La Iglesia es y siempre ha sido lo que Su Fundador ha querido que sea; nunca se apartó de Su enseñanza ni de Su naturaleza ni de su ejemplo y cuando lo ha hecho, no tardó en volver a Su quicio a impulso de un movimiento interior. Ahora no; el mundo se adueñó de Sus claves y ha sustituido sus categorías espirituales e intelectuales esto para decir lo menos: en realidad el peligro es que se reemplace su Fe por otra, tal como Maritain sustituyó la caridad por una generosidad horizontal y con la Teología de la Liberación reemplazó a la Esperanza celestial por revancha mundana y revolucionaria. Esto produce perplejidad, que es dolor, es desconcierto, es camino de extravío, camino trazado desde las cumbres, a veces. Esto es sobre lo que advierte Mons. Lefebvre en este libro que debería convertirse en una suerte de brújula para perplejos y despistados. Hoy los perplejos forman una categoría — posiblemente mayoritaria— de fieles que se aferran todavía al cristianismo del pasado pero que son arrastrados, un poco a los empujones, hacia el cristianismo del futuro, un cristianismo sincrético alrededor no de la Revelación sino de un vago deísmo y de un cambiante humanismo inmanentista. Hoy no son pocos los católicos que creen que cumplen con sus deberes religiosos si dejan de ir a la Misa para atender a sus deberes de asistentes en una villa, por ejemplo o si se ocupan más de los pobres que de Cristo en el Altar o que suponen que su mejor acto de amor es coincidir con un ateo o con un protestante o aliarse a un marxista.

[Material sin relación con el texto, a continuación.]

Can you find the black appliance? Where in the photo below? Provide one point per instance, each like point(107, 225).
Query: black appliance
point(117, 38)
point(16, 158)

Esta es una exposición diáfana, didáctica, si se quiere sencilla que no incursiona tanto por las arideces teológicas como por los senderos de la sensatez. Hombre de Dios e hijo de la claridad mediterránea, Mons. Lefevbre nos ofrece compartir su experiencia de pastor, de luchador y de observador en este período trágico de la Iglesia y de la civilización, sin perder la Esperanza en una Fe que, por lo mismo que es inmutable podrá empalidecer o enriquecerse pero no modificarse ni extinguirse.


Revista Cabildo Nº 100, Mayo de 1986.